T-Mobile confirmed that the recent report about a new data breach was related to the company’s notifications sent to very few customers who became victims of SIM card exchange attacks. A T-Mobile spokesperson said: We have notified a very small number of customers that the SIM card assigned to the mobile phone number on their account may have been illegally reassigned, or limited account information may have been viewed.
Unfortunately, unauthorized SIM card exchanges are common throughout the industry, but our team quickly corrected this problem with the safeguards that had been prepared before, and proactively took extra protection for them. When asked to provide more information about the total number of affected customers and how the attackers successfully implemented the SIM card swap attack, T-Mobile declined to provide more details.
A spokesperson for the company said: We will not provide any additional information at this time. Thank you!

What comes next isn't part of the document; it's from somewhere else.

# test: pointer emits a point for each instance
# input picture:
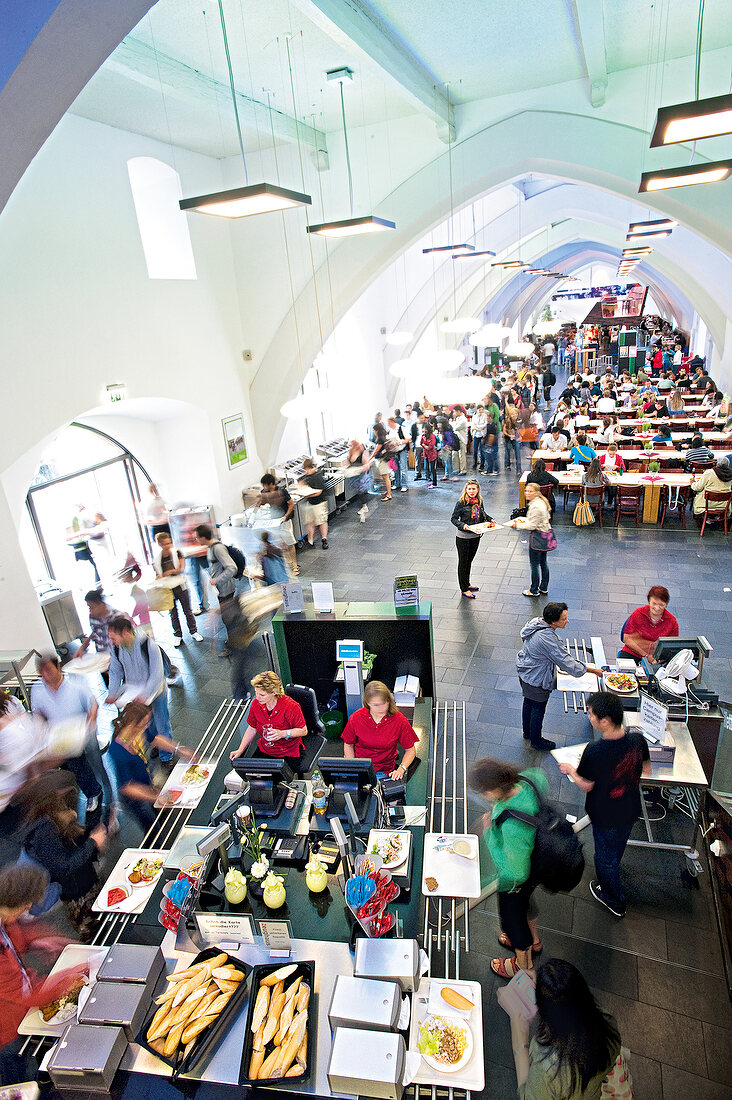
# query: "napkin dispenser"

SIM card exchange (also known as SIM card hijacking) makes it possible for an attacker to deceive or bribe the operator’s employees to reallocate the number to the SIM card controlled by the attacker, thereby controlling the target’s mobile phone number.
This allows the attacker to control the victim’s phone number and use it to bypass SMS-based multi-factor authentication (MFA), steal the victim’s credentials, log in to his bank account to steal funds, or hijack it by changing the password Its online account.
Therefore, all T-Mobile customers should be alert to any suspicious text messages or emails pretending to be from T-Mobile and do not click to open the received link to prevent attacks.
In the past 4 years, T-Mobile has exposed multiple data breaches, including a very similar incident that occurred in February 2021. At that time, the attackers used the internal T-Mobile application and used SIM swaps to attack more. Up to 400 users.
Since 2018, T-Mobile has exposed a total of 6 data breaches:
- In 2018, the information of millions of T-Mobile customers was stolen by hackers;
- In 2019, data leakage of T-Mobile prepaid customers;
- In March 2020, hackers broke into the email accounts of T-Mobile employees;
- In December 2020, customer proprietary network information (including phone numbers and call records, etc.) was stolen by hackers;
- In February 2021, hackers used SIM swaps to attack hundreds of users after gaining access to the internal T-Mobile application;
- In August 2021, the attacker forcibly broke into T-Mobile’s network after gaining access to the test environment.
As the number of SIM hijacking attacks against cryptocurrency investors and adopters continues to increase, the Federal Bureau of Investigation (FBI) has issued guidelines to prevent SIM hijacking attacks. In addition, the US Federal Trade Commission (FTC) has also released relevant information to guide users to protect personal information on mobile phones and online personal information.